Repository files navigation

CopR, a global regulator of transcription to maintain copper homeostasis in Pyrococcus furiosus

Felix Grünberger1, Robert Reichelt1, Ingrid Waege1, Verena Niedermaier1, Korbinian Bronner1, Korbinian Bronner1, Marcell Kaljanac2, Nina Weber1, Zubeir El Ahmad1, Lena Knauss1, Gregor Madej2, Christine Ziegler2, Dina Grohmann1, Winfried Hausner

1 Institute of Microbiology and Archaea Centre, University of Regensburg, Universitätsstraße 31, 93053 Regensburg, Germany

2 Department of Structural Biology, Institute of Biophysics and Physical Biochemistry, University of Regensburg, Universitätsstraße 31, 93053 Regensburg, Germany

° Corresponding author


Information about this repository

This is the repository for the manuscript “CopR, a global regulator of transcription to maintain copper homeostasis in Pyrococcus furiosus”. It contains a description of the bioinformatical tools and custom Rscripts to process data and a description of the downstream analysis.

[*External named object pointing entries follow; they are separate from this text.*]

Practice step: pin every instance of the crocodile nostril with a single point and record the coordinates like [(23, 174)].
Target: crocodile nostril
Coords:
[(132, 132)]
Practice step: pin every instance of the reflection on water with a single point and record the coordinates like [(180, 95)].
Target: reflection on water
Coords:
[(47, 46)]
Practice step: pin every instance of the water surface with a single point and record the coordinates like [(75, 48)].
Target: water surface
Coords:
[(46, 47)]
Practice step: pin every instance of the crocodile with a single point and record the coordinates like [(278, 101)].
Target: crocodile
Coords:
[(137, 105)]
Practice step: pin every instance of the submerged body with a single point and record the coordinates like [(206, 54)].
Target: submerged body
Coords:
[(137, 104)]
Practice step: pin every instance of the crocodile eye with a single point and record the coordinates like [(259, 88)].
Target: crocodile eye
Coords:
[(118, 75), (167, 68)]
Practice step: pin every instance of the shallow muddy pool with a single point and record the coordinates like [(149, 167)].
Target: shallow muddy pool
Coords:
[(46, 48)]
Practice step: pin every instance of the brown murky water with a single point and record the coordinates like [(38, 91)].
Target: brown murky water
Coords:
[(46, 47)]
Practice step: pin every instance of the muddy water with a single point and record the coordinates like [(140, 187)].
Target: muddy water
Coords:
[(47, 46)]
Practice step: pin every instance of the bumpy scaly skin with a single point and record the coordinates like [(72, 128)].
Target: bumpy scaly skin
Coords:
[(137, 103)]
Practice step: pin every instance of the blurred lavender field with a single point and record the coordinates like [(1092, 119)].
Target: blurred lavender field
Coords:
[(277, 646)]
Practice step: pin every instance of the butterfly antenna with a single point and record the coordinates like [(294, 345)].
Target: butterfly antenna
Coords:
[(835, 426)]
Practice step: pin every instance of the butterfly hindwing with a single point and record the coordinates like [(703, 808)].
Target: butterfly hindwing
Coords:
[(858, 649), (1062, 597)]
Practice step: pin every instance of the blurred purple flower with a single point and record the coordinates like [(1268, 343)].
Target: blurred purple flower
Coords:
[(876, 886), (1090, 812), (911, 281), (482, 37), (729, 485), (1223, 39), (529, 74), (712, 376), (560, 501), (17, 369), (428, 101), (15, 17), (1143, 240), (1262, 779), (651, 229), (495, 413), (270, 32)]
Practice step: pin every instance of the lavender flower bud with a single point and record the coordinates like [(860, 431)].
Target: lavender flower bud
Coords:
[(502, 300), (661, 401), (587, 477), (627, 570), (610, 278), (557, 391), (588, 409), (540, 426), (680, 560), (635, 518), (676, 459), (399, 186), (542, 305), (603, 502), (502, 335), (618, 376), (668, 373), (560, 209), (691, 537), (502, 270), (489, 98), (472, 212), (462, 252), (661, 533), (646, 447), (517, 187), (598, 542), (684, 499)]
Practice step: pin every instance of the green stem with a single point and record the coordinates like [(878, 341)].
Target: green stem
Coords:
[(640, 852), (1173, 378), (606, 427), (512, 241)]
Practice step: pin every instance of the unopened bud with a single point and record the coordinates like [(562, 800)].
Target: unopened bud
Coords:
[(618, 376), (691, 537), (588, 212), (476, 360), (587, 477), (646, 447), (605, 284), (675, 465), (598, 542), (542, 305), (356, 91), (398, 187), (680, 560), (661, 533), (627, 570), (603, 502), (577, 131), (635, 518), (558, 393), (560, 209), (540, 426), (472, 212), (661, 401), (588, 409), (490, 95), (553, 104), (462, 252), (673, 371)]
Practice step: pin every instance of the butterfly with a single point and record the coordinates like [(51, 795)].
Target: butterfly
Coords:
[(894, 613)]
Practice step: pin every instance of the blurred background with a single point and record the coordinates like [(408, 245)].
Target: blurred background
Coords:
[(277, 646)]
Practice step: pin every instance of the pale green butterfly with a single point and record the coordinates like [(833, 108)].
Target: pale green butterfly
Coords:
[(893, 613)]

The repository is currently actively developed.

Active Development

Data analysis

Raw data quality control

Quality control at the raw data level using FastQC was done to examine most common quality parameters (total number of reads sequenced, GC content and the overall base quality score). Quality filtering parameters were based on this analysis.

Filtering of raw reads

We used trimmomatic (v. 0.36) in single-end-mode to trim raw reads (Bolger, Lohse, and Usadel (2014)).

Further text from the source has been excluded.